Personal information
- Full name: Richard Lund Jowett
- Born: 29 April 1937 (age 89) Rawdon, Leeds, Yorkshire, England
- Batting: Right-handed
- Bowling: Right-arm off-spin

Domestic team information
- 1957 – 1960: Oxford University

Career statistics
| Competition | First-class |
| Matches | 43 |
| Runs scored | 1499 |
| Batting average | 20.53 |
| 100s/50s | 2/6 |
| Top score | 122 |
| Balls bowled | 1550 |
| Wickets | 20 |
| Bowling average | 40.10 |
| 5 wickets in innings | 0 |
| 10 wickets in match | 0 |
| Best bowling | 4/67 |
| Catches/stumpings | 44/0 |
- Source: Cricinfo, 22 August 2018

= Richard Jowett =

English cricketer

Richard Lund Jowett (born 29 April 1937) is a former first-class cricketer who played for Oxford University from 1957 to 1960.

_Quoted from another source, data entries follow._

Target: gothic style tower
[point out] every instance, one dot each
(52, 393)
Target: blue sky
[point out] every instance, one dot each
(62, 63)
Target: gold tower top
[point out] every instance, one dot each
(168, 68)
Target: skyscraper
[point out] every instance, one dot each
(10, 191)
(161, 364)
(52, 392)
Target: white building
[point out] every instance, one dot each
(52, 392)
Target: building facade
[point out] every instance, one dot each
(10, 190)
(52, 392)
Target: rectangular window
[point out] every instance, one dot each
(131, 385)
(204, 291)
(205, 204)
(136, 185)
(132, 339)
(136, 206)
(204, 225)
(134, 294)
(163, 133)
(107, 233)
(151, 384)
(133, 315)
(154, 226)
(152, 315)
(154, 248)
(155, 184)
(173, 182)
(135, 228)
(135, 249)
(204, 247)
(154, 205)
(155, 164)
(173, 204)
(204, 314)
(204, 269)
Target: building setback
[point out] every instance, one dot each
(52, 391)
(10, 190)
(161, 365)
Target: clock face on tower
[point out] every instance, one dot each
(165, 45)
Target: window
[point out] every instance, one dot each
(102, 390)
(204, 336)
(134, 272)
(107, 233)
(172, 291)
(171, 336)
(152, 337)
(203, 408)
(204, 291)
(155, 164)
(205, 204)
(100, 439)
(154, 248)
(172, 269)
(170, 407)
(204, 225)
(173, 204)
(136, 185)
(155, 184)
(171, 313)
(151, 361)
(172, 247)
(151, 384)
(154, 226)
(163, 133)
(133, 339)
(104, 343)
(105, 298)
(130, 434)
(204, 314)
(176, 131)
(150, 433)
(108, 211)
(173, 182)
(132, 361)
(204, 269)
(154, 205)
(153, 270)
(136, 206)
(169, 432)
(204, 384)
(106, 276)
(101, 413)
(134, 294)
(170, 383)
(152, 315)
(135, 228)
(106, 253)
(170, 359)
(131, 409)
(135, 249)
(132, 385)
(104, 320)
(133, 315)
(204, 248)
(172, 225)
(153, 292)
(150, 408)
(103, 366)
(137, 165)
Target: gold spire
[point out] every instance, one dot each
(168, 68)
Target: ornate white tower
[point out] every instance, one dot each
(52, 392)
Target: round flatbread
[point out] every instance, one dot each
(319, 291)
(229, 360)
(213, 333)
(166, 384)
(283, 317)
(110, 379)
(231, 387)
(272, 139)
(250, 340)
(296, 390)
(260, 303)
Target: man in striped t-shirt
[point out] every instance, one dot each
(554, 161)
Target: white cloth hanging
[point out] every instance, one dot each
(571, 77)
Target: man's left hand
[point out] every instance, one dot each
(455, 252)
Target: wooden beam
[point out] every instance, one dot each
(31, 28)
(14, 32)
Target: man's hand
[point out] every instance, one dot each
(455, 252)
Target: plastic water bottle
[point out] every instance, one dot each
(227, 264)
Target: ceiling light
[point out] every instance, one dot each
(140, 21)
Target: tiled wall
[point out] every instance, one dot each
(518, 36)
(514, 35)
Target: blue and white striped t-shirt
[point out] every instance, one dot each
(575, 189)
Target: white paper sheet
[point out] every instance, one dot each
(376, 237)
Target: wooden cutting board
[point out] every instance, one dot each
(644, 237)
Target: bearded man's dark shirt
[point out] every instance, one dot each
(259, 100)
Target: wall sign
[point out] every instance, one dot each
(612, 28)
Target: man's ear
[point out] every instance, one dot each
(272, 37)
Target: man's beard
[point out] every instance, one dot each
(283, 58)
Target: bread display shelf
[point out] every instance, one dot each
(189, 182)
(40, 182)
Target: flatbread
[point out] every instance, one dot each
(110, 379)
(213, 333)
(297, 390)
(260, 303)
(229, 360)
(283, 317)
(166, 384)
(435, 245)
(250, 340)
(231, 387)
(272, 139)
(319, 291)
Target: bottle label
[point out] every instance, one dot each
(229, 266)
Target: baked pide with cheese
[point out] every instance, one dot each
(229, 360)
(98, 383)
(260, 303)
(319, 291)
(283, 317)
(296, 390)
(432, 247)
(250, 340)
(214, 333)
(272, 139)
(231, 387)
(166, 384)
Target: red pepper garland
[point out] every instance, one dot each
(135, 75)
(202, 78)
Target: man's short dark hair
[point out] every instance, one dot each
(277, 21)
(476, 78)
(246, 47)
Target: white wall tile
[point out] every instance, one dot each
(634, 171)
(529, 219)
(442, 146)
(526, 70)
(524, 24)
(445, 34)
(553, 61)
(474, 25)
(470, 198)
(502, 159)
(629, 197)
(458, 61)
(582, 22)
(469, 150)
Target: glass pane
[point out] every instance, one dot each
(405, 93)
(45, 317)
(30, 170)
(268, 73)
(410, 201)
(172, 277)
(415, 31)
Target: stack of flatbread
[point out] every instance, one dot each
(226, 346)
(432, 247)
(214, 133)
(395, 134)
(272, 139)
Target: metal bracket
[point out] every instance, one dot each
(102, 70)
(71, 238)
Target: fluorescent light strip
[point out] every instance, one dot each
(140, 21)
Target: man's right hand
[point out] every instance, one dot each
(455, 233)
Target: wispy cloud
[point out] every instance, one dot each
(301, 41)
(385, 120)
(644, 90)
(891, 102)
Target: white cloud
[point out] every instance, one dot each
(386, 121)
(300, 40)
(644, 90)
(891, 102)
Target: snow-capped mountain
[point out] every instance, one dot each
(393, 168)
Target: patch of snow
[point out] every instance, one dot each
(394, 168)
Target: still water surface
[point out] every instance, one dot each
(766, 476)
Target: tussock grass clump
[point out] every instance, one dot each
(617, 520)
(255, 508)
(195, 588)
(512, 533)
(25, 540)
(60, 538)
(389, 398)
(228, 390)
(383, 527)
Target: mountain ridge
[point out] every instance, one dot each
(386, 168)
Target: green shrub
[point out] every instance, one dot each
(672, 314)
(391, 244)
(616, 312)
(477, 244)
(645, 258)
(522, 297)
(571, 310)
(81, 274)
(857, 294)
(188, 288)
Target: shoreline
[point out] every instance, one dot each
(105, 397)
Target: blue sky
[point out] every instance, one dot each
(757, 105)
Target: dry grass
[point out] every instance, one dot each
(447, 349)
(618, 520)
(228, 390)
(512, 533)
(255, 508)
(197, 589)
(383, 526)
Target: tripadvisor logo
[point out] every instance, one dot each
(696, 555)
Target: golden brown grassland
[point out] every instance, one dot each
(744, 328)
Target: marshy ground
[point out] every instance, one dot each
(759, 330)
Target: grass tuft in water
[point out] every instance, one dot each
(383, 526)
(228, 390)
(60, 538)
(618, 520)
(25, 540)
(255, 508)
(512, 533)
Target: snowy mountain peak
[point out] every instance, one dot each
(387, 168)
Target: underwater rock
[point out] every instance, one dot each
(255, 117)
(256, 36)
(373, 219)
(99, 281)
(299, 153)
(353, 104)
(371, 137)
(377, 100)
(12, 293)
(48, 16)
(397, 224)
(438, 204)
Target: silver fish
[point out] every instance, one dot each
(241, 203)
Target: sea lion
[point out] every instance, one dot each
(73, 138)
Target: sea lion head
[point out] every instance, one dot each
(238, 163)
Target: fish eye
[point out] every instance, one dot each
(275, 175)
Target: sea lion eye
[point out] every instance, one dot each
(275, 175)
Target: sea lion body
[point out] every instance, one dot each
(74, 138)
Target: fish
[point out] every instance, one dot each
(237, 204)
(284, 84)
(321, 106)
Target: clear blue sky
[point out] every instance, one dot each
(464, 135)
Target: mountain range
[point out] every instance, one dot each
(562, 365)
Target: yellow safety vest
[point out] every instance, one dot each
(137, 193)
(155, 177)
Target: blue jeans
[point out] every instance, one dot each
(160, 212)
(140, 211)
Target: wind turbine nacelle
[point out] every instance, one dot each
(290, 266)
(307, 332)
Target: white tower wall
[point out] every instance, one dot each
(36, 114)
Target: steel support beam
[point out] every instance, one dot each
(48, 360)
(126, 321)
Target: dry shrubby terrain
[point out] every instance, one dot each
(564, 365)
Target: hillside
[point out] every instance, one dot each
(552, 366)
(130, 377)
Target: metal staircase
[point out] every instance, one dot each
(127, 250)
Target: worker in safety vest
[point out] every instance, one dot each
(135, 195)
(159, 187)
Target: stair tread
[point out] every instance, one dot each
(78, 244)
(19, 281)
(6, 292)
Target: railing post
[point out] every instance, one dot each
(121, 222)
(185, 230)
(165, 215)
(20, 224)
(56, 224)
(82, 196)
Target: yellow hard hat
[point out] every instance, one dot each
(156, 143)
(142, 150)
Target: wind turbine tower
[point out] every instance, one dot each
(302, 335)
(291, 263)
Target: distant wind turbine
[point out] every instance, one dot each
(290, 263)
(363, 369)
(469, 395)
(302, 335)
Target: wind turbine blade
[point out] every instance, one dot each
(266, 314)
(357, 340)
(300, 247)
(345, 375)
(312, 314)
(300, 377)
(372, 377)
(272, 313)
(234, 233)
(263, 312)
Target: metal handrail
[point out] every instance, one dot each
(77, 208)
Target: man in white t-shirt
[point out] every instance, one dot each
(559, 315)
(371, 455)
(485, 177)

Richard Jowett was educated at Bradford Grammar School before going up to Magdalen College, Oxford. An aggressive middle-order batsman and off-spin bowler, he was a regular member of the Oxford cricket team for three years from 1957 to 1959, and played two further games in 1960. He was club secretary in 1959.

In his fourth first-class match for Oxford, Jowett scored 105 and 30 not out and took 3 for 50 and 3 for 34 against Free Foresters. Later that season, in a first-class match against D. R. Jardine's XI, he scored 122 in the second innings in a match in which no one else reached 50. Oxford won both matches. He played a few matches for Yorkshire Second XI later that season.

After graduating, Jowett worked as an orthopaedist in Bournemouth.